O que a vida nos ensina sobre fusões

 Em Cultura de Empresa, Desenvolvimento, Mudança, Prioridades, Propósito

Mais do que um exercício logístico, desfazer uma casa de família é acima de tudo um processo emocional. Cada objeto carrega histórias, rotinas, identidades e as memórias guardadas parece que não cabem em caixas.

Recentemente, vivi esse processo: integrar uma casa cheia de passado na minha casa atual, com os seus próprios ritmos e significados. No meio desse caminho, dei comigo a pensar que estava, na prática, a viver uma fusão, não de empresas mas de histórias. Contudo, tal como nas fusões empresariais, a pergunta central não era “o que cabe?”, mas sim
“o que faz sentido manter e o que precisamos deixar ir?”. E comecei a fazer comparações:

Numa casa de família quase tudo tem valor emocional, numa empresa quase tudo tem história (processos, equipas, formas de trabalhar) embora seja certo que o valor passado não garante relevância futura. Se há objetos que foram essenciais durante décadas, tal como há práticas organizacionais que fizeram sentido durante anos, podem não servir o presente. O desafio está em distinguir o que é memória do que é função.
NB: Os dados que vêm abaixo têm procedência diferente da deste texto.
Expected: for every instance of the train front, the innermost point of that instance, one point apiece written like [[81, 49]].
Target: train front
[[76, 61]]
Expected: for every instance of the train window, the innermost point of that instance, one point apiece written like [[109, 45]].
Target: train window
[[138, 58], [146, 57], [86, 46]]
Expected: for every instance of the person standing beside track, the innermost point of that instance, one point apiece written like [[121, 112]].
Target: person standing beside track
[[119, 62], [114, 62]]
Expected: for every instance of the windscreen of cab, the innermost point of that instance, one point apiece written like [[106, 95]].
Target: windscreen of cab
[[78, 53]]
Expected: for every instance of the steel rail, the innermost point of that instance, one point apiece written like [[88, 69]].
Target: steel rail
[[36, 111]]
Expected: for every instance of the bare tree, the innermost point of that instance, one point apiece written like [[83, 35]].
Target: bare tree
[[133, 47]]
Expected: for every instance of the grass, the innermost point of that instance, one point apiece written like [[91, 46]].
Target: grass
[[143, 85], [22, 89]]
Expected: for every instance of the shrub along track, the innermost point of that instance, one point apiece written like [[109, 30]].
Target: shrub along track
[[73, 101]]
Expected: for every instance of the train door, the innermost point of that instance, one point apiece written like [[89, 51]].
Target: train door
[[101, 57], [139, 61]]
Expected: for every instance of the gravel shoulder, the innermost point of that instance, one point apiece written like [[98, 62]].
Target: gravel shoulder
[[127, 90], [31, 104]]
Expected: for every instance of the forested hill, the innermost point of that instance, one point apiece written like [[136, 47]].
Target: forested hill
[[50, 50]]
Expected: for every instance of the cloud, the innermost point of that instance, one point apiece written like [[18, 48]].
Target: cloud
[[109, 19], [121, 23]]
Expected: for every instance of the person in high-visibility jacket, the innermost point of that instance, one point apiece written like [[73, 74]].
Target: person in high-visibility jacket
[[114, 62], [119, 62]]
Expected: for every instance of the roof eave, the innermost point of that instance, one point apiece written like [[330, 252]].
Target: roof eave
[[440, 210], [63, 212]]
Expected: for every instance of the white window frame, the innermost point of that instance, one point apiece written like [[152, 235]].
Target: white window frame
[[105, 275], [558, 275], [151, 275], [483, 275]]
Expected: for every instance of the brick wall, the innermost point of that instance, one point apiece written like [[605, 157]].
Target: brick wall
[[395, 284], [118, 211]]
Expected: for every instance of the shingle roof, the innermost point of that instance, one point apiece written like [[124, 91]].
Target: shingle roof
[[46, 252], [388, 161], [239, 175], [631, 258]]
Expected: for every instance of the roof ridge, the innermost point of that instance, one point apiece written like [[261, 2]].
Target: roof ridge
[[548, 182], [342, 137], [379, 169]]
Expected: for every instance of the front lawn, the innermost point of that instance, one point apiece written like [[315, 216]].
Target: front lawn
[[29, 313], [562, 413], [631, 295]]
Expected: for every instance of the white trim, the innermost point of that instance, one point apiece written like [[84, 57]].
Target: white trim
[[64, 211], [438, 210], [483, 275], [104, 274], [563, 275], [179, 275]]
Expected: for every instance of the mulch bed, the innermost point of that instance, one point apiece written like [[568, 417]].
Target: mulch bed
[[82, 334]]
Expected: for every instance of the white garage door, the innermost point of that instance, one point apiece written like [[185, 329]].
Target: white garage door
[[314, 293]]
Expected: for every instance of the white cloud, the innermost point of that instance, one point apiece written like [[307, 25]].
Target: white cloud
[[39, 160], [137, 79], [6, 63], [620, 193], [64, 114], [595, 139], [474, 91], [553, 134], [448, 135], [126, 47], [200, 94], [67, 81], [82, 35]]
Guardar tudo, seja numa casa ou numa empresa, pode impedir a evolução.

Uma das ilusões numa fusão é acreditar que basta juntar duas realidades e que o resultado será uma soma equilibrada. Acontece que não é, nem em casas, nem em empresas: quando duas casas se tornam uma, não é possível manter todas as rotinas, nem todas as estéticas convivem e nem todos os hábitos fazem sentido juntos – e o mesmo acontece nas organizações. As culturas não se somam, reinventam-se e a nova identidade não é uma média, é uma escolha.

Há um custo invisível nas decisões e cada uma,  seja manter ou deixar, tem um custo emocional. Na casa, um móvel pode representar uma pessoa e uma peça pode carregar uma fase da vida. Numa empresa, um processo pode representar uma equipa e uma decisão pode tocar na identidade profissional de alguém. Por isso, decidir não é apenas racional, nunca é. Ignorar esse lado emocional é um dos maiores erros em qualquer fusão.

Num processo de fusão há uma tentação perigosa: olhar para pessoas como linhas de custo. Tal como numa casa é fácil descartar um móvel antigo porque é mais pesado, ocupa mais espaço ou exige manutenção. Só que, muitas vezes, esse móvel é o que tem mais qualidade, mais história e mais potencial. Com as pessoas acontece o mesmo, profissionais mais experientes podem ser vistos como “mais caros”, podem parecer menos ajustados ao novo contexto à primeira vista, mas são, frequentemente, guardiões de conhecimento crítico, constituem-se como referências culturais e são peças de estabilidade em momentos de mudança. Tal como um móvel antigo, podem precisar de “restauro”, ou seja, de requalificação, reposicionamento e novas responsabilidades.

Descartar automaticamente o que é mais antigo pode ser não só injusto mas um erro estratégico. Há coisas, e pessoas, que só sobrevivem se mudarem de forma, nem tudo precisa de desaparecer mas nem tudo pode ficar igual: uma mesa que muda de divisão ou uma peça que ganha outra função, tal como talentos que assumem novos papéis.

Uma das grandes lições deste processo foi perceber que o espaço limitado obriga a clareza e isso, longe de ser um problema, é uma vantagem pois força decisões, elimina redundâncias e revela prioridades. Nas organizações, o mesmo se aplica: o foco estratégico exige renúncia e o crescimento exige simplificação.

Numa fusão podem perder-se referências, formas de trabalhar e até pessoas mas é preciso garantir que o melhor de cada parte encontra lugar, evolui e contribui para algo maior.